Greetings, friends of the future. I am a member of one of the world’s oldest professions: theatre. I can’t imagine how many nuanced and sophisticated leisure experiences good old fashioned theatre has to compete with in 2122, from full sensory immersive cinema, to hyperloops, to lab-grown gourmet hamburgers. Indeed, you may think going to a play is so last century. In fact, it dates back to the 6th century BC. That would make theatre older than democracy. What I have learned from witnessing the world events of 2022 is that it is vital to protect them both. Art and democracy are the lifeblood of humanity. Being a writer and working in the arts has been the greatest privilege of my time on this splendid rock called Earth. It stands as a reminder that I may not live in a perfect world, but it is still a world where I am free to express my creativity without fear of reprisal. Whatever rituals have endured in the 100 years between my life and yours, I do hope theatre is among them.

Christopher O'Sullivan
Fianna Fáil TD, Cork South-West

Christopher O’Sullivan
Christopher O’Sullivan

I’m sorry for the state the planet is in. We should have cared more. Also, Google “Curlew”! It was a stunning wading bird with a long decurved bill.

Sarah Webb
Children's writer

Sarah Webb
Sarah Webb

Reading. Imagine a person reading...

That word – reading.

Reading has been the one constant in my life. As a young child my dad loved to read me the Winnie the Pooh tales. Do you still know them now?

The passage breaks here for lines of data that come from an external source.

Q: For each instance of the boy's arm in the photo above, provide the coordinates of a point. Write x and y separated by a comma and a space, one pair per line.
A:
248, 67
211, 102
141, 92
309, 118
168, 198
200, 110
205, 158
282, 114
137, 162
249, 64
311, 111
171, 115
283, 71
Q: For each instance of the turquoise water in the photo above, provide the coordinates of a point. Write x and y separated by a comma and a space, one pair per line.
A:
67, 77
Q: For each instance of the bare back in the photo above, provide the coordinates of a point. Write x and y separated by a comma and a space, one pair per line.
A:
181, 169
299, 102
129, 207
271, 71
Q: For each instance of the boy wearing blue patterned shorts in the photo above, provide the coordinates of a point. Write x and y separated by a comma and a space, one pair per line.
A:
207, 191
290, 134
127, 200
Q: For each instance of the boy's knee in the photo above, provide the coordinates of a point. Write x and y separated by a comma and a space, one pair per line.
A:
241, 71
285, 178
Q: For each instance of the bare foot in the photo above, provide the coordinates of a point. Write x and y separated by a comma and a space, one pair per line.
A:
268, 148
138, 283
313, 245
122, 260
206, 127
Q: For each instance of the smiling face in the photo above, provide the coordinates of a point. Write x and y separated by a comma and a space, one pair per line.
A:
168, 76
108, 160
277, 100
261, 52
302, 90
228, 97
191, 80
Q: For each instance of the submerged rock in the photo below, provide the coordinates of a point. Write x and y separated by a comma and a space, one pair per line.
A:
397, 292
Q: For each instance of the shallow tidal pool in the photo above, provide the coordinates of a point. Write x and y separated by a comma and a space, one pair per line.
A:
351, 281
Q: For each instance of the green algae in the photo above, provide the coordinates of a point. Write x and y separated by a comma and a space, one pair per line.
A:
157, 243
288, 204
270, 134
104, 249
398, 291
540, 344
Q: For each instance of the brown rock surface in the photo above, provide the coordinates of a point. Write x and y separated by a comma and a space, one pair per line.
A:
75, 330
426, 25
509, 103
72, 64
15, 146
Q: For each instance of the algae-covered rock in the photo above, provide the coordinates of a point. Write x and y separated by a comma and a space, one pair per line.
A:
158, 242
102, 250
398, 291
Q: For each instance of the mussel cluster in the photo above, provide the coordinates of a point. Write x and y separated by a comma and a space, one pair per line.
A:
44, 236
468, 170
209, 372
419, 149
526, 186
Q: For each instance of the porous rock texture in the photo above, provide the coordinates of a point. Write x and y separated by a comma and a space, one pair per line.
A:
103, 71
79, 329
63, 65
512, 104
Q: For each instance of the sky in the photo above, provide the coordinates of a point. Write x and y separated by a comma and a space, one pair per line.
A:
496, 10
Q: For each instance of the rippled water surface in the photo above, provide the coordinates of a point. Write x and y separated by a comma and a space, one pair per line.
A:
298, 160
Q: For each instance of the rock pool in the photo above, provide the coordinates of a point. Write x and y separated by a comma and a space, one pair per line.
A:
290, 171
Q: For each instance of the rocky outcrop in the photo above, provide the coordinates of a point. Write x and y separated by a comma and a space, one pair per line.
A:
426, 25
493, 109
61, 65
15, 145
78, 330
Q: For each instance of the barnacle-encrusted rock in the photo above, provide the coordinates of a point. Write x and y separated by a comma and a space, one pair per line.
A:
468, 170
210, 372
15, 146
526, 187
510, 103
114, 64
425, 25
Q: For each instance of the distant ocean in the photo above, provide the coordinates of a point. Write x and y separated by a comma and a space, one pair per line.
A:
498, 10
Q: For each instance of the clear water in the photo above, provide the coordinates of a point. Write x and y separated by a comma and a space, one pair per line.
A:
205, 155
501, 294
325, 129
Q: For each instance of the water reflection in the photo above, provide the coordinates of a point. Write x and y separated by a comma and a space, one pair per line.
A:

When I could read by myself I discovered the wonder of Narnia, the world through the back of a wardrobe, and went on adventures with the Famous Five and the Secret Seven.

Books were my dear, dear friends and companions, and remain so to this day.

My one hope for the future is this – that children and grown-ups still have access to great stories and books. I’d love to think people are still curling up with a good book in 2122. A book written and made with love.

Because I believe that stories and books make the world a better place.